State-owned Oil and Natural Gas Corp (ONGC) is exploring options to hire Reliance Industries' unutilised production facilities on the East to quickly bring to production its gas finds in the Krishna Godavari basin, Oil Minister M Veerappa Moily said on Tuesday in a written reply to Rajya Sabha.

Mr Moily said ONGC "is evaluating various short-term and long-term options, including sharing of infrastructure with RIL (Reliance Industries Ltd)."

He said the company has discovered several hydrocarbon fields in different offshore and onshore areas of the East coast of the KG basin.

"A team of ONGC officers has been constituted to carry out technical feasibility for development of some of these fields so as to reduce cost of development and early monetization," he said, adding, "The studies are at preliminary stage."

ONGC has made nine gas discoveries in its KG block KG-DWN-98/2, which sits next to RIL's flagging KG-DWN-98/3 or KG-D6 block.

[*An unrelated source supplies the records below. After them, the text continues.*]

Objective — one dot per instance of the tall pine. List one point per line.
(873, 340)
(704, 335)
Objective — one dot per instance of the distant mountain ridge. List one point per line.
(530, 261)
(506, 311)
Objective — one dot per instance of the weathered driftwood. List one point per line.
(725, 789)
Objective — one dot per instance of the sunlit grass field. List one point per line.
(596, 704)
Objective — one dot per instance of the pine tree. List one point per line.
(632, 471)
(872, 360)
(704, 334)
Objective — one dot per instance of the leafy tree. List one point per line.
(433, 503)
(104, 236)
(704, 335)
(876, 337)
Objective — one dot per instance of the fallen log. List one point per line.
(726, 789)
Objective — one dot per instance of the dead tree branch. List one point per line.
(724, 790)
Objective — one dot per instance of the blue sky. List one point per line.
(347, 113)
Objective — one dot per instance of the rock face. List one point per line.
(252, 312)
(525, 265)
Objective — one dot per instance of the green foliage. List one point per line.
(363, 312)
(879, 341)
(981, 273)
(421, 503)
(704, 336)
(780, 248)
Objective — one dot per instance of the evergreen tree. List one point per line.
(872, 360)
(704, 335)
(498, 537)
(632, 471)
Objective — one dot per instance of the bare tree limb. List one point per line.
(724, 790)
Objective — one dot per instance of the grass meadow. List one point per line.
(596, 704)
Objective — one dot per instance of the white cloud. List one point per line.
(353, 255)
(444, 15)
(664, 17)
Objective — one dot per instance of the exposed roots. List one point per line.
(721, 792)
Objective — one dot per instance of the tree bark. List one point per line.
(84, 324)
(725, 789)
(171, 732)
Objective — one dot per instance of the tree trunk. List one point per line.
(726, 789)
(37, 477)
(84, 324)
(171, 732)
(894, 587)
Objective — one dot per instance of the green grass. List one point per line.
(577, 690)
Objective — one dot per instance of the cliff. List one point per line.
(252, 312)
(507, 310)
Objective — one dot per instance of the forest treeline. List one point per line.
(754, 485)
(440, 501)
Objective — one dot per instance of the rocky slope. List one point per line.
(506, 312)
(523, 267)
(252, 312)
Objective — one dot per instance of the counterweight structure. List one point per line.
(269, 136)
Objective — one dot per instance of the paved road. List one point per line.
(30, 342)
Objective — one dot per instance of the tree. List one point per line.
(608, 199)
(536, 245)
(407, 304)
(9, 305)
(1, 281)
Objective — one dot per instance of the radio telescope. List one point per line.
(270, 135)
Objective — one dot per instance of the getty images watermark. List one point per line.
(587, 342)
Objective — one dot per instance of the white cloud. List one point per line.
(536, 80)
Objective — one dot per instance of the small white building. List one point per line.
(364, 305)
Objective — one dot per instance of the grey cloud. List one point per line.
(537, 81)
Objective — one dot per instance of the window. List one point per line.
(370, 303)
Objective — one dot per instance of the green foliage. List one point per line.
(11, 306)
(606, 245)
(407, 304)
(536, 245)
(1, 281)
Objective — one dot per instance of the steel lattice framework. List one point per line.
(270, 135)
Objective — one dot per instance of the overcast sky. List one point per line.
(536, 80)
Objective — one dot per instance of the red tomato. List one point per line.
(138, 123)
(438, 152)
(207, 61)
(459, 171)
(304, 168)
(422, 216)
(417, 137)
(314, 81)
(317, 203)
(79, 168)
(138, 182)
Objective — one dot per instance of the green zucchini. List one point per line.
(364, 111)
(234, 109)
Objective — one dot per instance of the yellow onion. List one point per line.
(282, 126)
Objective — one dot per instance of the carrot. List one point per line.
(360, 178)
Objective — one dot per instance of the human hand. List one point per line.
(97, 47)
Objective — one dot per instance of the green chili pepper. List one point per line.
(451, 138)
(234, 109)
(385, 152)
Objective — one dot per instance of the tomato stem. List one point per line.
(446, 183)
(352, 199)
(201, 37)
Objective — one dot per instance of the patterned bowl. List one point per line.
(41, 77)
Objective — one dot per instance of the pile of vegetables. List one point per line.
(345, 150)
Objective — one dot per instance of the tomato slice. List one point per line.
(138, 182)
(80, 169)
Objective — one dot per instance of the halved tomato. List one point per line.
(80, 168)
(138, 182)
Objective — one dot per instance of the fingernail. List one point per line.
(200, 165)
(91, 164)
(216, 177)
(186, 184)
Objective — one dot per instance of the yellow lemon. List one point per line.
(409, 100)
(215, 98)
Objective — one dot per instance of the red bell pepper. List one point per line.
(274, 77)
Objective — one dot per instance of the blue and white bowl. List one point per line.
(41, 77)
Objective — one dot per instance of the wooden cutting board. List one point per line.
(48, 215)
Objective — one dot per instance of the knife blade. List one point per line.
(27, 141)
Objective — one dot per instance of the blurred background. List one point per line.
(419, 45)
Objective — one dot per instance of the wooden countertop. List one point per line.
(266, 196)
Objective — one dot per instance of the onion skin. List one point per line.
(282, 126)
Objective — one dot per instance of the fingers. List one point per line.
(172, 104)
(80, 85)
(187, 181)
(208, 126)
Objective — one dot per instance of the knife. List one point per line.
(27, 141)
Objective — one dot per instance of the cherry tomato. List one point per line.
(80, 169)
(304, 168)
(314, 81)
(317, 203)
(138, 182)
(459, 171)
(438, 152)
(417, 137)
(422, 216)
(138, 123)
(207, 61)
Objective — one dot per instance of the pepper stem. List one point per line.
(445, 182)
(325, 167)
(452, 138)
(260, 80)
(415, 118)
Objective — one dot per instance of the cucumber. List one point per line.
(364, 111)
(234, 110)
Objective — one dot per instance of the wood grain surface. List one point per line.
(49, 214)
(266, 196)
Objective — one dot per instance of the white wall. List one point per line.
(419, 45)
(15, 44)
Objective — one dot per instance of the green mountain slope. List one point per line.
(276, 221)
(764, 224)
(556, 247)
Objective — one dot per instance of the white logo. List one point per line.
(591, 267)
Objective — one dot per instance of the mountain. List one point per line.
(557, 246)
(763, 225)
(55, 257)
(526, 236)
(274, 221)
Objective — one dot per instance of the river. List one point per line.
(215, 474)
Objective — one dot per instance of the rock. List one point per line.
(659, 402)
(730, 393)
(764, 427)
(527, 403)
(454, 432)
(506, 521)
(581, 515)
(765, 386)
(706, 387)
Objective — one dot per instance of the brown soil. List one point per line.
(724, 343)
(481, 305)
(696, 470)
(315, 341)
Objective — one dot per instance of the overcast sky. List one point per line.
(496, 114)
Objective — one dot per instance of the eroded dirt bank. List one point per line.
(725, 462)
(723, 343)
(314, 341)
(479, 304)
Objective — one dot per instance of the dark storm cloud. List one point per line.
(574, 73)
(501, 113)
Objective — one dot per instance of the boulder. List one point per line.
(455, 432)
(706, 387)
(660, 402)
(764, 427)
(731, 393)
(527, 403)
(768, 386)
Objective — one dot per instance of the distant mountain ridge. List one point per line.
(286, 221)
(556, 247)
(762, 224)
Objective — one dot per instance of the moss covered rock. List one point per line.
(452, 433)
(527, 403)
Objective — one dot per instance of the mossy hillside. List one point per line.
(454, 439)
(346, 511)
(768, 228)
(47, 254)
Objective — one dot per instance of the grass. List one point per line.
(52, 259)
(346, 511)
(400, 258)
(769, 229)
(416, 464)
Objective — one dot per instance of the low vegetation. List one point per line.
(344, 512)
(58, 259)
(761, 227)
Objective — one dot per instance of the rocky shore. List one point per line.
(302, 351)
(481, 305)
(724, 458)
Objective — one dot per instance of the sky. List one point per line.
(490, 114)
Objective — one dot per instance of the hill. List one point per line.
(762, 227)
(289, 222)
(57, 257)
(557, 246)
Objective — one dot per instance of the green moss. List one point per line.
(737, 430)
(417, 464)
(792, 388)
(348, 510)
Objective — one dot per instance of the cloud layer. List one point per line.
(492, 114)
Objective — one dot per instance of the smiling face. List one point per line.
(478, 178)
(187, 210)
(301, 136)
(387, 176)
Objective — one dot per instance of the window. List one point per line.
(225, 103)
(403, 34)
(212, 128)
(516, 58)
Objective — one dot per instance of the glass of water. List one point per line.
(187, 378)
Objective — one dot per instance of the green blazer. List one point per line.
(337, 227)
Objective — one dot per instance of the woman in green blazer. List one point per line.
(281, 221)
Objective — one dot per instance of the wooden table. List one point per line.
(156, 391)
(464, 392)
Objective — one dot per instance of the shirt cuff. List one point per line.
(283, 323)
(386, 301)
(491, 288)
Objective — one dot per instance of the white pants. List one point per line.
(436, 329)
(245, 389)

The state-owned firm plans to club these finds with discoveries in another neighbouring block to begin gas production from 2016-17.

But instead of putting separate gas processing and transportation facilities, ONGC is looking to hire RIL's underutilised gas gathering station at the KG-D6 fields along with pipelines that take the fuel to land and also its processing plant at Kakinada in Andhra Pradesh.

RIL has pipeline and other offshore and onshore facilities capable of handling gas output of 80 million standard cubic meters per day. It is however producing just around 17 mmscmd from the KG-D6 block which is way below the peak production of 69 mmscmd reached in March 2010.

RIL has indicated that KG-D6 production may never touch 80 mmsmcd due to unexpected geological complexities.

ONGC has found 4.85 trillion cubic feet of gas reserves in nine gas discoveries it has made in the Krishna-Godavari basin block KG-DWN-98/2.

The block is targeted for production by 2016-17 and a peak production of 22 mmscmd is envisaged, a company official said.

Gas from these is proposed to be produced by combining them with a gas discovery in the adjacent block, he said.

G-4 gas discovery in a neighbouring block is planned to be developed along with finds in the northern discovery area (NDA) of KG-DWN-98/2. The northern discovery area consists of the Padmawati, Kanakadurga, Annapurna, D/KT, U, A, W and E gas finds in in water depths ranging from 594 metres to 1,283 metres.

The southern discovery area consisting of the UD-1 discovery falls in ultra-deep water with a depth of 2,841 metres.